At the start of each day, the dogs go to morning meetings like every patroller. From there, they get to the upper stations by snowmobile to conserve their energy; there are three primary high altitude stations where the dogs are assigned for rapid response. Whether working on exercises and drills or out on a search, the patrollers and snow safety team rely on the dogs to be coiled springs: not a tired dog being dispatched, but a dog at the ready for a “sweep,” or mission.

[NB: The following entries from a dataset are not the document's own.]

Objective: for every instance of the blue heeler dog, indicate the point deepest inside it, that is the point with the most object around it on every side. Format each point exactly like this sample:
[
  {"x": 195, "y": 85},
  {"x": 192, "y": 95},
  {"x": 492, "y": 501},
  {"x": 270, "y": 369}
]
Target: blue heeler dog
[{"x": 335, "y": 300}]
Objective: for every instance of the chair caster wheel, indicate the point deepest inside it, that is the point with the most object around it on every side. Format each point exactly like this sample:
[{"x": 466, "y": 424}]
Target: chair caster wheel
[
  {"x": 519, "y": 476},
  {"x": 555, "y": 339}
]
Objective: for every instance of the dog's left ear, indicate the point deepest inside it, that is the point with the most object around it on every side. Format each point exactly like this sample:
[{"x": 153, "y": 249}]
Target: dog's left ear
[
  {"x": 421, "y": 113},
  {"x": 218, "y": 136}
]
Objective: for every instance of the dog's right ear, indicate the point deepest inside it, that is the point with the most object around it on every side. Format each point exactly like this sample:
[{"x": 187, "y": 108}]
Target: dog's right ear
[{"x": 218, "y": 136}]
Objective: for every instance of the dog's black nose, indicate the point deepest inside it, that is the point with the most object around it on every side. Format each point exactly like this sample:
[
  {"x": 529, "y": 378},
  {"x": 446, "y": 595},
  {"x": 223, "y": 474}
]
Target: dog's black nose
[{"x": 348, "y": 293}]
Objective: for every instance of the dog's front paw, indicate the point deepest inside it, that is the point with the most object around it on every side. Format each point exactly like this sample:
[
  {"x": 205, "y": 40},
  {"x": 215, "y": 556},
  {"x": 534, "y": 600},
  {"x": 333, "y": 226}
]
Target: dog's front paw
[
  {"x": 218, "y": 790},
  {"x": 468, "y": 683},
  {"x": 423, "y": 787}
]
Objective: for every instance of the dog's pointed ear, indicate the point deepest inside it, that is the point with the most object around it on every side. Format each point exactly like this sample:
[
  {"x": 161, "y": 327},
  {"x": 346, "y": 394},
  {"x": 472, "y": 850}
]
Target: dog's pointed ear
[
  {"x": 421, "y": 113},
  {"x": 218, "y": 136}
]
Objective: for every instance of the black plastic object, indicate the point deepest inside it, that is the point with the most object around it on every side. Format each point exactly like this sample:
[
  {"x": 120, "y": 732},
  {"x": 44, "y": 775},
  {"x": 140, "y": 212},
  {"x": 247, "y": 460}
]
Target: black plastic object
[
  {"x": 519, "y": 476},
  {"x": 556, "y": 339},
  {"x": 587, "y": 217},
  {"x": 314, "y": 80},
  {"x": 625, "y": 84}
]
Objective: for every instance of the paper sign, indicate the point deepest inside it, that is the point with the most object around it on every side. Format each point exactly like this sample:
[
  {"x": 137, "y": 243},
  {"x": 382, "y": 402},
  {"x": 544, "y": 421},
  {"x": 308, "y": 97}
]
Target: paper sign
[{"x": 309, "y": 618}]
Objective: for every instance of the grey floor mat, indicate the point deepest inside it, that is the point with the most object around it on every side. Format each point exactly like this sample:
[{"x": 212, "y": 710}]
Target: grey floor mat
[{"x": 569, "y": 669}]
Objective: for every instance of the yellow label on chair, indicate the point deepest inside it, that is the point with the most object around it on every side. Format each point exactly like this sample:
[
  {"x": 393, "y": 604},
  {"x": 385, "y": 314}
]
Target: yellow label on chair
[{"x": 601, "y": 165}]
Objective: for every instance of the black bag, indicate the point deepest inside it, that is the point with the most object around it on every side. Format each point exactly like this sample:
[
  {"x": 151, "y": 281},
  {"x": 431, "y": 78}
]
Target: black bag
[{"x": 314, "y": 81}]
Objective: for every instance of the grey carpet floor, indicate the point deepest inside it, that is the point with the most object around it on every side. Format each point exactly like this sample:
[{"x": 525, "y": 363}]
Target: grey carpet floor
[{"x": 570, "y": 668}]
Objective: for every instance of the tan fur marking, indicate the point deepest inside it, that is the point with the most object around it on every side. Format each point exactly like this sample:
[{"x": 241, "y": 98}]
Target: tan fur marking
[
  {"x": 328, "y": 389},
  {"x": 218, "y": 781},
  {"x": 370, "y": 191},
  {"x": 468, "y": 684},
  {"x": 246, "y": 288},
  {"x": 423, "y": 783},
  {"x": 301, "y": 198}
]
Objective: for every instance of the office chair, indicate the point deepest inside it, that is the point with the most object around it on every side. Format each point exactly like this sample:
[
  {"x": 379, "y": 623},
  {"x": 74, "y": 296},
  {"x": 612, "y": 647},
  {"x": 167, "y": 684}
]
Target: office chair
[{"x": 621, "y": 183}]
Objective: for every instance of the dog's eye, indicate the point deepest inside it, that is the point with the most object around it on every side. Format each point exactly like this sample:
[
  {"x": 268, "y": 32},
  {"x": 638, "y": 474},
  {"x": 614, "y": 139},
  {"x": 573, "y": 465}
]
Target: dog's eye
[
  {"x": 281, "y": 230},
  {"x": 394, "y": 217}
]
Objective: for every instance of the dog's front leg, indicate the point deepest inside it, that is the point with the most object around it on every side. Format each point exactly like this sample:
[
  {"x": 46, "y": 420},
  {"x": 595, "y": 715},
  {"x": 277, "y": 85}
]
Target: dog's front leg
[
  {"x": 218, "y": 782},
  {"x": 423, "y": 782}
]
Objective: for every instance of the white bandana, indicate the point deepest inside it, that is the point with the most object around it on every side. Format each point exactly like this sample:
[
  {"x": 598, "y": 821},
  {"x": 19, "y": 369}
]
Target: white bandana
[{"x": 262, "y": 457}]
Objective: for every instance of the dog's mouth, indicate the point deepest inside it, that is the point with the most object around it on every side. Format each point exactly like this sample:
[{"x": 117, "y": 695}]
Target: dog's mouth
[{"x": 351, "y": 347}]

“The reality is that the recovery of avalanche victims plays a crucial role in the healing and grieving for family and friends. We have control over our safety and rescue programs, but people make their own decisions. If someone didn’t have a beacon, the only way we can detect a person is with a recco reflector tab—otherwise, the only shot for recovery is with our dogs. As that scent comes up through the snow, the dog will clue in and zone in, activating a digging drive. We rely on them as an integral part of our team in these missions,” Larsen says.

Mona, Lady Bee, Sadie, Doris, Wiley and Bajuko don’t just serve a role of search and rescue; they are a huge part of snow safety plans as a whole. TAD spends countless hours educating local and regional students on skier safety and calculated decision-making when recreating in and around the mountains of Telluride. The presence of the dogs in classrooms changes the tone of the educational process, promoting greater engagement and understanding. TAD assists the local animal shelters and vet clinics. The team of rescue dogs and handlers work in tandem with the San Miguel Sheriffʼs Department in other types of emergencies in addition to avalanche rescue, like missing persons, night searches and technical rescues.

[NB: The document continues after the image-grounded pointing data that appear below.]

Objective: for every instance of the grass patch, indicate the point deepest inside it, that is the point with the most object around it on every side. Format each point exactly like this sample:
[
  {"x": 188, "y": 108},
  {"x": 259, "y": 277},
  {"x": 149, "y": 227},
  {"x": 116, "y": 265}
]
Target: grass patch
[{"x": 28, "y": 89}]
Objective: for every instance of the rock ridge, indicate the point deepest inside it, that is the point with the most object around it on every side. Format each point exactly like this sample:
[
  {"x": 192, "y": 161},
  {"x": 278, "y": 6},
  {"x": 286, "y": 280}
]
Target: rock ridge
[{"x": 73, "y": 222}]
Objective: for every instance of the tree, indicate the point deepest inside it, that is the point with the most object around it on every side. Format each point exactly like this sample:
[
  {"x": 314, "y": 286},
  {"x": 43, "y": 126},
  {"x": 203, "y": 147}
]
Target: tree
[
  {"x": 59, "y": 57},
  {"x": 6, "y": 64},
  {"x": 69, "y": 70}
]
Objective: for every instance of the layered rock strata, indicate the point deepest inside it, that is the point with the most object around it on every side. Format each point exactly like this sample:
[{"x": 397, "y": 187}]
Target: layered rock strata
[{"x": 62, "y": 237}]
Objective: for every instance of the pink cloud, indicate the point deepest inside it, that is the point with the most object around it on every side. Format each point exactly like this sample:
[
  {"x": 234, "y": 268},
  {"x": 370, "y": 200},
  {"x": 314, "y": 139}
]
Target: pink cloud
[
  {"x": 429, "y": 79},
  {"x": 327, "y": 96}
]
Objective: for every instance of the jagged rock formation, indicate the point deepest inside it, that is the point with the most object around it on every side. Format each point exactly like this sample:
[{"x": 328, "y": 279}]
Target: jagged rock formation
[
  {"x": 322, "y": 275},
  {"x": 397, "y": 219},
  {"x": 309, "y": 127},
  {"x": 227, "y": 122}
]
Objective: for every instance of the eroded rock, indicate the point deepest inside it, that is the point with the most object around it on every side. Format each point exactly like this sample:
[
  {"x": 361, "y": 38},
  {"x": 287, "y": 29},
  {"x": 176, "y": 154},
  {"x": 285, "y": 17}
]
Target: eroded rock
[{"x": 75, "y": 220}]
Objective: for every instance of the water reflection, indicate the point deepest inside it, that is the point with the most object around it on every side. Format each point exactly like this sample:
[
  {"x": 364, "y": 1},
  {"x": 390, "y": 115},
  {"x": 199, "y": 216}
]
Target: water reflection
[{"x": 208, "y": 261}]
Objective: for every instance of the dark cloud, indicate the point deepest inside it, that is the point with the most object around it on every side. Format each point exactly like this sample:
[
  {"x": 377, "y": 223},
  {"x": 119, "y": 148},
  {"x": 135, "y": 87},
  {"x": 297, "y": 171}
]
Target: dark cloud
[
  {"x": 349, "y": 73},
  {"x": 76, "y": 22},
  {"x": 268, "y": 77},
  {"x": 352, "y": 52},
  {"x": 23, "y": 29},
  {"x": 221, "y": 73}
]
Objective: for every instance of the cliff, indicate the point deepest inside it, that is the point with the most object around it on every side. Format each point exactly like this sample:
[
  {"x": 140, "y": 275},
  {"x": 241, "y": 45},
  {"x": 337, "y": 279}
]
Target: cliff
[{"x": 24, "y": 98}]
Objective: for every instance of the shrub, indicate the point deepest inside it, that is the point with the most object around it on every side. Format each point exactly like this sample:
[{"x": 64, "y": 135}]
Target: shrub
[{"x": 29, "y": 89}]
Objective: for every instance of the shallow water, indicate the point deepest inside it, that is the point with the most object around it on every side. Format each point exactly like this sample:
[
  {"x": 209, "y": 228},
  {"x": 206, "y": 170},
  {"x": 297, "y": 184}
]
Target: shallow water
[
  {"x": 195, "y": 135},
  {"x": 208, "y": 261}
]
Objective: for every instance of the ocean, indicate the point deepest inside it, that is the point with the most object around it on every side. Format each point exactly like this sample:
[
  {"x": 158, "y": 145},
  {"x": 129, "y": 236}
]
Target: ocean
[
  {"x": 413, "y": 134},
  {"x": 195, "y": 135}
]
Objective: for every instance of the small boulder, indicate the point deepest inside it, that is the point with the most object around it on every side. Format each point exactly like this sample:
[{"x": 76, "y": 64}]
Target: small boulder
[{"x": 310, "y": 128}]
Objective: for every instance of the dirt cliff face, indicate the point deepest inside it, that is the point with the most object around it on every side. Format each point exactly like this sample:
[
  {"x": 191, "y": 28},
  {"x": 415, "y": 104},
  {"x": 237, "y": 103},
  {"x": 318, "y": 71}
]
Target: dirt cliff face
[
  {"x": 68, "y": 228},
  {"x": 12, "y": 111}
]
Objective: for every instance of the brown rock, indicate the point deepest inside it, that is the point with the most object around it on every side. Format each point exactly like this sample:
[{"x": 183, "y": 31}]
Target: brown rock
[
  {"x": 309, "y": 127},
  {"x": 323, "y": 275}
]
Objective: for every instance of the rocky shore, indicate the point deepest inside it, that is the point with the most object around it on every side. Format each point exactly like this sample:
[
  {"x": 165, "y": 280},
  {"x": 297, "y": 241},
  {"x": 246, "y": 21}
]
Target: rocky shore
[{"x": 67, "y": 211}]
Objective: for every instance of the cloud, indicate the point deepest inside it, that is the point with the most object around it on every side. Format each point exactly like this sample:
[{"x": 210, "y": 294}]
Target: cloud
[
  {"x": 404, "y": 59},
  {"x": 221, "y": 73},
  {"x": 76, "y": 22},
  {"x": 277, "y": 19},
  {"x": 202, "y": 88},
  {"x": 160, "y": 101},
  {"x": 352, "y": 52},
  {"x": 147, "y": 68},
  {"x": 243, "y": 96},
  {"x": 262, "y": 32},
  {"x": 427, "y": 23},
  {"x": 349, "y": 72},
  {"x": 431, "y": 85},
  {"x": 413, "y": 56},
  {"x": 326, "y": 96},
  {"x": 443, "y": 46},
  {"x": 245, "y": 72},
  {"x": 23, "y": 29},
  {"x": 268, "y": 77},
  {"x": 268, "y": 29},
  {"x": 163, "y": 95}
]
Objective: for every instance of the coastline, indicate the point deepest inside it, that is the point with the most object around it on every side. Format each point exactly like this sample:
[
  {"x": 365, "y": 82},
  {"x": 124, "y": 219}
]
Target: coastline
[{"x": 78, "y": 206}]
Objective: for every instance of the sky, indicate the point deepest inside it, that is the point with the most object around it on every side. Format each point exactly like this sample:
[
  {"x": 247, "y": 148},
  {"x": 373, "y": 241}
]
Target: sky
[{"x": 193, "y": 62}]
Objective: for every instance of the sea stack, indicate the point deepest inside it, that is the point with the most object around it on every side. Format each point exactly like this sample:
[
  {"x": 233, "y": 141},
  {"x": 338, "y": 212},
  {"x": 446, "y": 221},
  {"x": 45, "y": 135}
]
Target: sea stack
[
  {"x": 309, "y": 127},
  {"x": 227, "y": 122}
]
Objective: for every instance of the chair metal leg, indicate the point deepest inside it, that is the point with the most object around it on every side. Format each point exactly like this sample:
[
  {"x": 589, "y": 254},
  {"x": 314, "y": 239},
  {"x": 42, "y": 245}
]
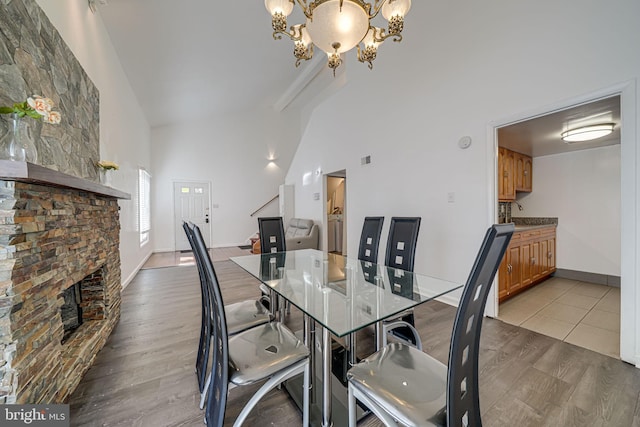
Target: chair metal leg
[
  {"x": 352, "y": 407},
  {"x": 271, "y": 383},
  {"x": 374, "y": 407},
  {"x": 305, "y": 397},
  {"x": 388, "y": 327},
  {"x": 203, "y": 395}
]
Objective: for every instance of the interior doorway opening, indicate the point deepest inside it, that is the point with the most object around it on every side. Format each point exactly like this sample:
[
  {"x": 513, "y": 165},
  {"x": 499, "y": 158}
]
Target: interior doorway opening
[
  {"x": 336, "y": 197},
  {"x": 191, "y": 204},
  {"x": 577, "y": 189}
]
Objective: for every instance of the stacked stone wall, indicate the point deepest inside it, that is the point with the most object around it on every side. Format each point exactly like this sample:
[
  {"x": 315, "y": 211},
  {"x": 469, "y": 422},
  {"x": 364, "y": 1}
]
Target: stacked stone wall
[{"x": 51, "y": 238}]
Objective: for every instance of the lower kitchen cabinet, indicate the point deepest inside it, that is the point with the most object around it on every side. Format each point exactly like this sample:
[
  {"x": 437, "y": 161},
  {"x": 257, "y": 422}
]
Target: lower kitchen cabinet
[{"x": 529, "y": 259}]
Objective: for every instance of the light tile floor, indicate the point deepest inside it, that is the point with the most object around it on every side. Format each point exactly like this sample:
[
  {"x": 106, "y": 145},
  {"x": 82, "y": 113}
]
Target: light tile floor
[{"x": 580, "y": 313}]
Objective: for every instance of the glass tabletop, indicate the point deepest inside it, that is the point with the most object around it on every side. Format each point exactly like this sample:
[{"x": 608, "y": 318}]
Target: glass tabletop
[{"x": 342, "y": 294}]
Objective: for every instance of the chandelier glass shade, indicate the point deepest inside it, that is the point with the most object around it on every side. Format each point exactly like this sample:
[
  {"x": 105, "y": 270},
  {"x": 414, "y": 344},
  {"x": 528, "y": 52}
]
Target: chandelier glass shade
[{"x": 337, "y": 26}]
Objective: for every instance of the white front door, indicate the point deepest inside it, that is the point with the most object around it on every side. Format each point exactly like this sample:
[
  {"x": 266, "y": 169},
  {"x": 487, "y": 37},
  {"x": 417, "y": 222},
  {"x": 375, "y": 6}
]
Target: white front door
[{"x": 191, "y": 203}]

Before Mona, Larsen had never owned an animal. Now, he can’t imagine going without the level of connection he has with these animals for the rest of his life. “It’s enriching to have a dog that’s willing to give its life for others; she’s a willing participant 365 days a year. Personally, it’s made room for lots of growth. You see an animal’s willingness to love, to work, to be social—and you learn from it yourself.” People come up the mountain just to see the dogs; they’re an active, cherished part of the local fabric. “There’s not one patroller you’d talk to that wouldn’t think our patrol body is made better by having these dogs on the mountain, having their pseudo-pet. It’s morale boosting, and people just like being around them.”

This work—to hold this job everyday—is what makes the dogs happiest. They live for it. Beyond the deeply felt joy amongst the dogs, it’s an absolute necessity for the community and for nearby mountain locales. They are companions with a rooted sense of duty; they have the privilege of living—and loving—their too- short lives.

“Sometimes it’s my dog that gets me up to go to work,” Larsen admits. “When that alarm goes off, she’s ready to go to work. It’s a really inspiring thing. We’ve trained this animal to be so devoted. Then, at  the end of our shifts, they run down the mountain with us—it’s pure elation to watch them, and it’s the best part of the day.”